Paterson's fine, which is about 30 times the face value of the tickets, was levied by the New York State Commission on Public Integrity, which said Paterson had no intention of paying for the tickets he secured for himself, two aides, his son and a friend of his son, and performed no ceremonial duties. Commission Chairman Michael Cherkasky said in a statement that Paterson "set a totally inappropriate tone by his dishonest and unethical conduct."
Of course, the political practice of attending sporting events goes back to at least 1910, when William Howard Taft started a century-long tradition by throwing out the "first" ball at Washington, D.C.'s Griffith Stadium before a Washington Senators baseball game.
Questions About Conflicts of Interest
But the issue for local politicians has grown thornier in recent years as ticket prices for luxury boxes and front-row seats have skyrocketed. As fewer and fewer team owners finance their own stadiums, more of them depend on agreements with, and funding from, a city, county and state, thus raising more questions about conflicts of interests.

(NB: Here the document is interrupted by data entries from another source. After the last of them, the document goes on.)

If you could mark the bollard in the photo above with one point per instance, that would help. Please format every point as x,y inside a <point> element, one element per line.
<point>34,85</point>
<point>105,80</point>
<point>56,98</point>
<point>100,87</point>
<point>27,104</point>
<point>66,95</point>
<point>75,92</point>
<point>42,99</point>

Within the past couple of years, Los Angeles Mayor Antonio Villaraigosa has faced multiple ethics reviews over thousands of dollars worth of free tickets to dozens of local events, including Los Angeles Lakers basketball games and Dodgers baseball games. Villaraigosa, who took office in 2005, has accepted more than 80 tickets to sports events as well as the Grammy Awards and the Oscars, the Los Angeles Times and LA Weekly reported earlier this year.
Anschutz Entertainment Group, which owns both the Lakers' home arena, Staples Center, and the Los Angeles Kings hockey team, had extensive agreements with the city of Los Angeles in developing its $2.5 billion LA LIVE entertainment complex in downtown L.A.
Former New York Mayor Rudolph Giuliani, a mainstay at Yankee games during his term and a symbol of the city's post-9/11 resurgence, paid for just "some" of his seats, and may have paid less than 10% of market value for the replicas of four Yankee World Series rings he received from the team, the Village Voice reported in 2007 (Giuliani said he paid fair market value for them). During that time, the Yankees were attempting to broker a deal for a new stadium on the city's West Side.
The Yankees have a "myriad and continuing business and financial interests that relate to New York State government," including real estate, stadium development and tax matters, the commission said. Paterson's office didn't immediately respond to a request for comment or release a statement on Monday.